🤖 AI Summary
This work addresses the limitation of existing waveform foundation models, which treat physiological signals as collections of local segments and thus fail to capture clinically meaningful long-range latent event structures. The authors propose a self-supervised learning framework that conceptualizes physiological signals as realizations of an underlying latent event process. By enforcing consistency constraints between randomly segmented views and their time-frequency projections, the model learns representations that are robust to perturbations while preserving event-level organization.
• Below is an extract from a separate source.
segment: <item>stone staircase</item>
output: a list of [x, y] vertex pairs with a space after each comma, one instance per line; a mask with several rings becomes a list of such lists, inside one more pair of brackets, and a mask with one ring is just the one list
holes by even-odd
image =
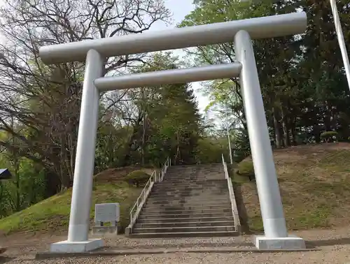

Key innovations include an event-centric modeling paradigm, a segment-aware encoder, and a latent event interaction operator, with natural support for multimodal alignment. The approach significantly outperforms strong sequential baselines across arrhythmia classification, hemodynamic prediction, and waveform retrieval tasks, achieving consistent gains in performance, robustness, and label efficiency.
📝 Abstract
We propose a new class of waveform foundation models that departs from conventional sequence based representations by modeling physiological time series as realizations of latent event processes. Rather than treating signals as collections of local tokens or patches, our approach assumes that clinically meaningful structure arises from temporally extended, interacting events whose boundaries and dynamics are not directly observed. To capture this structure, we introduce a self supervised learning framework that enforces consistency across stochastic segmentations and time frequency projections of the same waveform, encouraging representations that are invariant to signal level perturbations while preserving event level organization. The resulting model combines a segmentation aware encoder with a latent interaction operator that captures dependencies among inferred events, and naturally extends to multimodal settings by aligning modalities through shared event representations. Across a range of physiological benchmarks, including arrhythmia classification, hemodynamic prediction, and waveform retrieval, the proposed method improves performance, robustness, and label efficiency relative to strong sequence based baselines. These results suggest that shifting from signal centric to event centric representations provides a more appropriate inductive bias for modeling physiological dynamics and offers a complementary path to scaling foundation models in healthcare.